Das Sprachkunstsymposium und die Diskussion, die sie auf diesen Blog auslöste, haben einige Fragen aufgeworfen, mit denen ich mich auseinandersetzen will. Irgendwie geht es ja immer um das schlechte Schreiben oder um die Frage, wieso es nicht gelingt in den Literaturbetrieb hineinzukommen, bzw. als Autor, Autorin wahrgenommen zu werden.
Es gibt sehr viele Leute, die sich schreibend verwirklichen oder auch damit berühmt werden wollen und immer weniger, die lesen.
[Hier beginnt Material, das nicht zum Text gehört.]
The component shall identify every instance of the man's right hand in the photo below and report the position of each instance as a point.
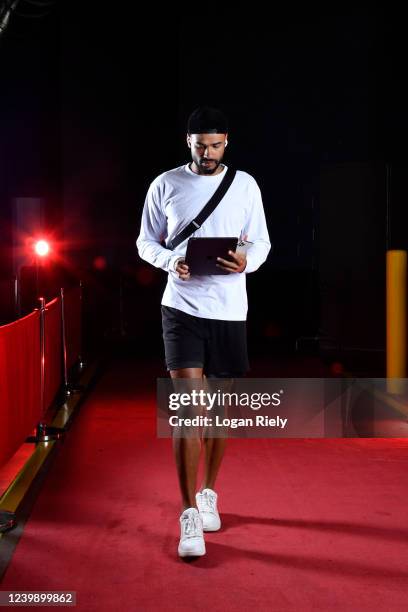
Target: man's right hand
(182, 270)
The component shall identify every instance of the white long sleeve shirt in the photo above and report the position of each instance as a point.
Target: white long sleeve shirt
(173, 200)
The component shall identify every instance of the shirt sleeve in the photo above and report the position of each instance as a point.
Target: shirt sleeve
(256, 231)
(153, 230)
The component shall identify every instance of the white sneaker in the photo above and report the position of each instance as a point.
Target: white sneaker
(191, 540)
(207, 507)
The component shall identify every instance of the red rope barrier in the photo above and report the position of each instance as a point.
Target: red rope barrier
(20, 402)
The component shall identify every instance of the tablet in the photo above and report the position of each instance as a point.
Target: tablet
(202, 253)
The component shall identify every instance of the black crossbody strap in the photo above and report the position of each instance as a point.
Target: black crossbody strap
(206, 211)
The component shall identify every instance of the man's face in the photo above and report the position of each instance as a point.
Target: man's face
(207, 151)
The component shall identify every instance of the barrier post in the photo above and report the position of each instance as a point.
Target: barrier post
(69, 389)
(396, 320)
(44, 432)
(82, 363)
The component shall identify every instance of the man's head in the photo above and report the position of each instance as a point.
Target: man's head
(207, 132)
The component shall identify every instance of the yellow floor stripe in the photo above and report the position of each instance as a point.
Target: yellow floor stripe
(13, 496)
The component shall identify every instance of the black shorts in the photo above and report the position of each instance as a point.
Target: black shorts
(219, 347)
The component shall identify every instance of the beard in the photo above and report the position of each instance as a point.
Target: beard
(210, 168)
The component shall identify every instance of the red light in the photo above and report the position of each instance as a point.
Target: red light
(42, 248)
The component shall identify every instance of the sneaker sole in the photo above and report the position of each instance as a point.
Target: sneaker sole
(190, 554)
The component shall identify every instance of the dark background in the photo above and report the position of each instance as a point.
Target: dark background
(94, 102)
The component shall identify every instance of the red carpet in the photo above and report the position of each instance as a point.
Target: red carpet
(307, 524)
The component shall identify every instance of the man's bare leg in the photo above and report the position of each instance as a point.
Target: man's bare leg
(214, 452)
(187, 451)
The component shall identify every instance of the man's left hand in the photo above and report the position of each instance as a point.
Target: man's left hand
(237, 265)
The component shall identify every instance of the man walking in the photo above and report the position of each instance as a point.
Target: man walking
(203, 317)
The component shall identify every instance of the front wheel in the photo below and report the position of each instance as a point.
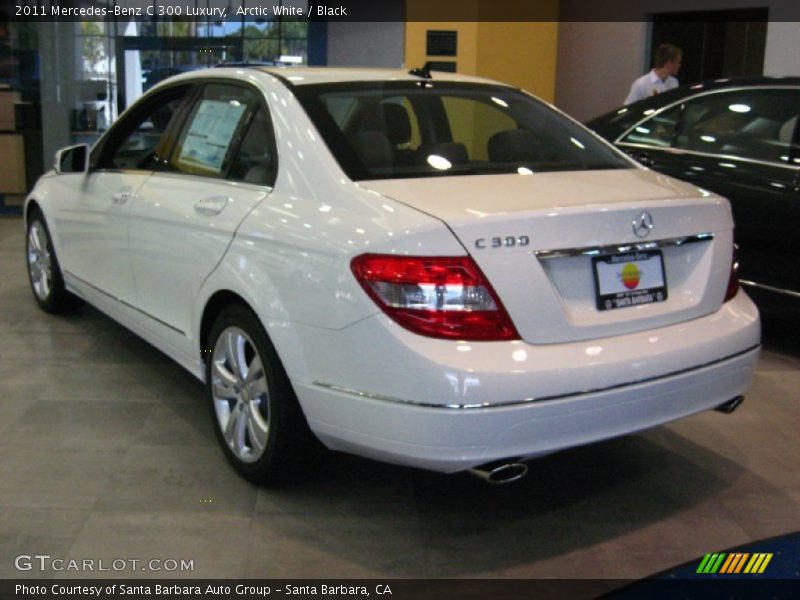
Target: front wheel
(44, 271)
(257, 419)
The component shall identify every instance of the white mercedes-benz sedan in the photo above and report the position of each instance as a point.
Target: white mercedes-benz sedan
(436, 271)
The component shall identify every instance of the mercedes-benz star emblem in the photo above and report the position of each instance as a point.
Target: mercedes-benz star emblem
(642, 224)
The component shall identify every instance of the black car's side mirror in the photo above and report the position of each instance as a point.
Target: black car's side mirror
(72, 159)
(641, 157)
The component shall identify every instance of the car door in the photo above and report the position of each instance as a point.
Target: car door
(222, 164)
(736, 143)
(93, 221)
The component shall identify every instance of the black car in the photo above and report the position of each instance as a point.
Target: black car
(739, 138)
Dafür wahre Bücherberge, wenn man nach Frankfurt, Leipzig oder auch in die Buchhandlung Morawa, bzw. zum Thalia geht, sieht man sie in großen Stößen liegen und ich denke schon, daß es auch am bekannten Namen liegt, daß ein Buch gekauft wird. Das bemerke ich immer bei den blauen Sofa Diskussionen, wenn da Schauspieler oder andere Prominente ihre neuen Bücher präsentieren, die sie wahrscheinlich gar nicht selbst geschrieben haben. Bieten sich inzwischen ja genügend Autoren als Ghostwriter an und dann stoße ich auch immer wieder auf Autoren, die beim Bachmannpreis gelesen haben, ein Buch bei Suhrkamp oder sonst wo hatten und dann irgendwie vergessen werden.
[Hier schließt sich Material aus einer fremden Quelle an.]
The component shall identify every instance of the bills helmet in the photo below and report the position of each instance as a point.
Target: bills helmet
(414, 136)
Ludwig Roman Fleischer und Alfred Paul Schmidt, die ich beide diese Woche in der Alte Schmiede hörte, würde ich dazu zählen, aber auch Uwe Bolius, mit dem ich einmal in einer sehr leeren Alten Schmiede las oder Kurt Bracharz mit dem ich 2005 bei der Text und Kritikveranstaltung in Vorarlberg war und der gerade ein Portrait in den Tonspuren hatte.
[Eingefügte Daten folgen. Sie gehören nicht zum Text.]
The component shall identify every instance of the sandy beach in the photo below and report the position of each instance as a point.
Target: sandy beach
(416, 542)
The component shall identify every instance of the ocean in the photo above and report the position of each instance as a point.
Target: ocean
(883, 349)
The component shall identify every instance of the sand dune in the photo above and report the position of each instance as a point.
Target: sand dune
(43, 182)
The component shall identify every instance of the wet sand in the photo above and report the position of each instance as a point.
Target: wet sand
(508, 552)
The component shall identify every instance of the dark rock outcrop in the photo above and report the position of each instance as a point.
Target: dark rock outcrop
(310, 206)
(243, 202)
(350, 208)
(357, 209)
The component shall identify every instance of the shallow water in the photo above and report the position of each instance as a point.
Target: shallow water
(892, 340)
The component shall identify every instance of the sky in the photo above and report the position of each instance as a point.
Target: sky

Dann gibt es natürlich die Großen, die Frau Mayröcker beispielsweise, die den Bremer Literaturpreis aber auch erst gewonnen hat, als sie es nicht mehr schaffte, persönlich zur Preisverleihung zu kommen und die auch, glaube ich, immer ein bißchen im Schatten von Ernst Jandl, aber auch von Elfriede Jelinek stand und die jungen Talente, wie z.B. Dorothee Elmiger, Judith Zander und Verena Rossbacher und da bin ich schon beim Symposium für Sprachkunst, wo bei der Diskussion, um die kreativen Prozesse, die Klage aufkam, daß viele Leute, die sich für ein solches Studium interessieren, ihre Erlebnisse eins zu eins aufs Papier bringen, zuwenig verdichten und verfremden und daher schlecht schreiben würden, weil die guten Texte nicht durch das autobiografische Erleben, sondern am Schreibtisch entstehen. Daran füge ich meine Beobachtung, daß auf der einen Seite, das realistische, narrative Schreiben sehr scheel angesehen wird, obwohl es auf der anderen, das ist, was die Leser wollen. Den verdammt spannenden Roman, den Krimi oder die Fantasygeschichte, aber das gilt nicht für gute Literatur, daher bietet Leipzig ein solches Studium nicht an und über Josef Haslingers Bücher „Opernball“ bzw. „Vaterspiel“, der ja wahrlich ein bekannter Autor ist, habe ich schon Rezensionen gelesen, die mich den Kopf schütteln ließen.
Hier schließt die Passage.